CAPE TOWN — The Aug. 16 massacre at South Africa's Lonmin's Marikana mine, in which police shot dead 34 illegally striking miners and wounded 78 others, has annihilated whatever remained of the illusion of Africa's largest economy as a harmonious, post-apartheid state.
Lonmin is the world's third-largest platinum producer, and employs 28,000 workers at its Marikana mine, in the country's North West Province. The miners live either in informal settlements on the outskirts of the mine or in overcrowded hostels, reportedly earning a pitiful $541 a month. The violence began on Aug. 10, when 3,000 rock-drill operators, after demanding that their salaries be increased to around $1,500, downed their tools and picked up traditional weapons such as machetes and clubs known as knobkerries.

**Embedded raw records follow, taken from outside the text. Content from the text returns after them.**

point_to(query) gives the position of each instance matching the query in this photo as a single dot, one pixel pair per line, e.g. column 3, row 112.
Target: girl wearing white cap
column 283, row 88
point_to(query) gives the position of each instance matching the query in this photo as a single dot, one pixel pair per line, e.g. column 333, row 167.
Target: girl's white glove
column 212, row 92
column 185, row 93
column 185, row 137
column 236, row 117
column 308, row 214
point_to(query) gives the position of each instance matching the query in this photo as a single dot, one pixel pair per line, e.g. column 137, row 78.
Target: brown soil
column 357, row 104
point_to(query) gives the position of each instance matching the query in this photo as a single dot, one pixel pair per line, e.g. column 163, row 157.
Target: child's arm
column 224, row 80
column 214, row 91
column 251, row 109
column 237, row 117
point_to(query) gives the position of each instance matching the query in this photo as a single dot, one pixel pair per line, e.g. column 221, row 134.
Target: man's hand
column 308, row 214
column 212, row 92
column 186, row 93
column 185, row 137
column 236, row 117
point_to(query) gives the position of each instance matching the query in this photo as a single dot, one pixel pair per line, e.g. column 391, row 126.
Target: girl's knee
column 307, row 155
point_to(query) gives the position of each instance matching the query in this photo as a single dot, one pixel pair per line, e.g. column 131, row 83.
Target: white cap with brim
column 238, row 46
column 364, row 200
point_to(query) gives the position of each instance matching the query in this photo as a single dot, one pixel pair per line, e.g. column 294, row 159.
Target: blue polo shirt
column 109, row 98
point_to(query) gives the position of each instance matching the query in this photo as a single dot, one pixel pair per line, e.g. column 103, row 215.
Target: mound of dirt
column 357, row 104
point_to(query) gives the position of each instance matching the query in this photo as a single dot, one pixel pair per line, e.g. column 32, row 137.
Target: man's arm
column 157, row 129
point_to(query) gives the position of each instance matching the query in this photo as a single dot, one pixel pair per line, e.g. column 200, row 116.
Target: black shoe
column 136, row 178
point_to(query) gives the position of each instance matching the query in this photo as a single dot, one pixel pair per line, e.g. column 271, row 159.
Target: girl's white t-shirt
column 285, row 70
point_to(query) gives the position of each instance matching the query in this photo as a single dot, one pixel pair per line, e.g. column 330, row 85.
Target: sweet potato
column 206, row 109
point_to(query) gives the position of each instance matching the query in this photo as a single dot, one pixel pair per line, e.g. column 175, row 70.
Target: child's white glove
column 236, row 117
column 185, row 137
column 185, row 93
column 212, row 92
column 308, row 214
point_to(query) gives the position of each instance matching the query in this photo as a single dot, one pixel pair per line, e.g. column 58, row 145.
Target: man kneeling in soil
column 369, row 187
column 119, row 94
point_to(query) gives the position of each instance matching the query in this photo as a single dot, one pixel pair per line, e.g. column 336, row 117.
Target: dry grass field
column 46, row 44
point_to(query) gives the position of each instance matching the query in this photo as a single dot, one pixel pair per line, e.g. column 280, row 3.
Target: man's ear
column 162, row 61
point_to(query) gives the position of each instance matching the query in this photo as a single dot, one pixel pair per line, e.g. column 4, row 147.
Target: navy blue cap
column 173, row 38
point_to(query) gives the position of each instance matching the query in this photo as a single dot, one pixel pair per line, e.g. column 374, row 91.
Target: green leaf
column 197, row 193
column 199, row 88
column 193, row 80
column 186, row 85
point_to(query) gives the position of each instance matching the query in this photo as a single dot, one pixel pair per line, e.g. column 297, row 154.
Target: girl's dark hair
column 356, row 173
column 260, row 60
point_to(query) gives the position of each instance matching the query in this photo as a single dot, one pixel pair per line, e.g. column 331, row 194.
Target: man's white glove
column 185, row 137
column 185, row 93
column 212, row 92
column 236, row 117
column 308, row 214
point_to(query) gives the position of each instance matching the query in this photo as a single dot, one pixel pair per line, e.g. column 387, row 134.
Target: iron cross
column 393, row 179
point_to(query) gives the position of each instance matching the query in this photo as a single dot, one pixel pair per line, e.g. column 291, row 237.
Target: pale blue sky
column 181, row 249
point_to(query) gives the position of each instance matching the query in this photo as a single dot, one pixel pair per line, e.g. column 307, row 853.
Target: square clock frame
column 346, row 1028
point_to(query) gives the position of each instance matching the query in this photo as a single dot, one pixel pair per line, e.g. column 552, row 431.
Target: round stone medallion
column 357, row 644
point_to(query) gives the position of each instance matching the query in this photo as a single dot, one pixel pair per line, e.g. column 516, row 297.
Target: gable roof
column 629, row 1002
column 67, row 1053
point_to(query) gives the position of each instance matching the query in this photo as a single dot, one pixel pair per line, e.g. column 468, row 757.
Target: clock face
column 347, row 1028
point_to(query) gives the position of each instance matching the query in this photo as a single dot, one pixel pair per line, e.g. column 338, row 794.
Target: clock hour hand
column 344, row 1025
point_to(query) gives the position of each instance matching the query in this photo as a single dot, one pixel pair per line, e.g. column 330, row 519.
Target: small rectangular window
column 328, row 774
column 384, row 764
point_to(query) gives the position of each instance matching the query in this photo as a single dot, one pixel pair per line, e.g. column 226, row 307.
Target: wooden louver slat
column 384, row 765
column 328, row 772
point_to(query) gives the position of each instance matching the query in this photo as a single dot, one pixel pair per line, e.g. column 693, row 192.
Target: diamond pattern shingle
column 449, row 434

The inability of either side to compromise quickly turned an issue of welfare into one of warfare. Ten people were killed in the week before the massacre -- including security guards and miners who resisted joining the splinter trade union that is alleged to have encouraged the strike. The miners hacked to death two policemen and mutilated their corpses. Miners also discovered the body of a miner believed to have informed on his union; his head was split open, and he had been crucified: The Mail & Guardian newspaper reported that the corpse was "left on display the whole day as a warning to non-strikers."
What happened next remains unclear. The standoff took place on a hill, with police and miners facing each other. Seconds before the shooting began, the policemen appeared to be stepping backward, while the miners advanced, several hurling what were either grenades or petrol bombs. Footage from Al Jazeera reveals a miner aiming what appears to be a handgun at police, and what sounds like a shot fired from the miners' side of the hill. Two minutes later, 34 miners were dead.
A week later, the country is still reeling. The Marikana massacre, recalling apartheid-era violence and portending potentially devastating conflict, is South Africa's "Back to the Future" moment. It reminds an already fragile nation that it lacks responsible leadership, basic public services like safety and security, and, too often, rule of law. The country remains one of the most violent in the world, with 43 murders reported every day. Many remember the apartheid-era police, who saw black people as inhuman and therefore eradicable, and see this inhumanity echoed in the actions of today's police force.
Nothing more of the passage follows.